Like some assisted living facilities, select skilled nursing homes also have memory care units. However, the care offered at skilled nursing homes is directed toward rehabilitation patients or those who do not require long-term care. Staff at these facilities may include speech-language pathologists, audiologists, rehabilitation specialists and physical therapists, among others. The staff ins memory care units, on the other hand, are specifically trained to meet the needs of persons with dementia, Alzheimer’s and other types of memory problems.

Memory Care vs. Residential Care

Residential care homes provide housing, meal services and help with activities of daily living. These facilities, also known as board and care homes, cater to small groups of adults. Though some offer part-time medical care, it is not the primary focus of this type of senior living community.

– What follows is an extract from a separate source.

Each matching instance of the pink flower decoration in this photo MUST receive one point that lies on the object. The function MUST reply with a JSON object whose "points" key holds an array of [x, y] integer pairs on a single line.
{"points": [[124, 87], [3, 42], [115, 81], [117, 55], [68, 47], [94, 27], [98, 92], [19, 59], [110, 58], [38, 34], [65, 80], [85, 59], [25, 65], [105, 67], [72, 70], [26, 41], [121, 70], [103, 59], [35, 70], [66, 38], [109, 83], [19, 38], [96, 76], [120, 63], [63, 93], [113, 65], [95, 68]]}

Signs It’s Time for Memory Care

Deciding to transition an aging loved one to a senior living facility can be tough. However, memory care may be decision to thoughtfully consider. If you need help relieving your guilt over transitioning your elderly parent into a memory care unit, ask yourself the following questions:
• Does your loved one experience incontinence or need help toileting?
• Does your loved one need help with eating?
• Does your loved one need ongoing medical attention, e.g. colostomy care or dialysis?
• Does your loved one require diabetic care?
• Does your loved one wander?
• Does your loved one show aggression or other behavioral issues?
• Does your loved one need 24/7 supervision?
• Is your loved one experiencing Sundowner’s Syndrome?
• What is your loved one’s level mobility? Does he or she walk independently or require a walker or wheelchair?
• Is your loved one getting lost in familiar territory?
• Does your loved one know his or her phone number and address?
• Does he or she forget to lock or shut doors?
• Is he or she forgetting to turn off stove burners or the oven?
• Have you seen a decline in personal hygiene or appearance?
• Is your loved one able to manage his or her own meds?
• Is he or she increasingly suspicious or paranoid?
• Does your loved one experience short term memory loss?
• Does your loved one substitute words that make no sense or forget everyday words, such as “fork” or “toothbrush?”
• Does he or she seem disoriented, even in familiar environments?
• Does your loved one experience delusions or seems depressed?
• Does your loved one have unexplained weight loss?
• Has your loved one forgotten how to perform the most basic of daily tasks, such as dressing, bathing, or cooking?
• Has your loved one become withdrawn?
• Does he or she continuously misplace objects or have to retrace his or her steps?
• Has caregiving for your loved one become too much?

If you answered yes to a handful or more of the above questions, it may be time to talk to your loved one and family members about memory care.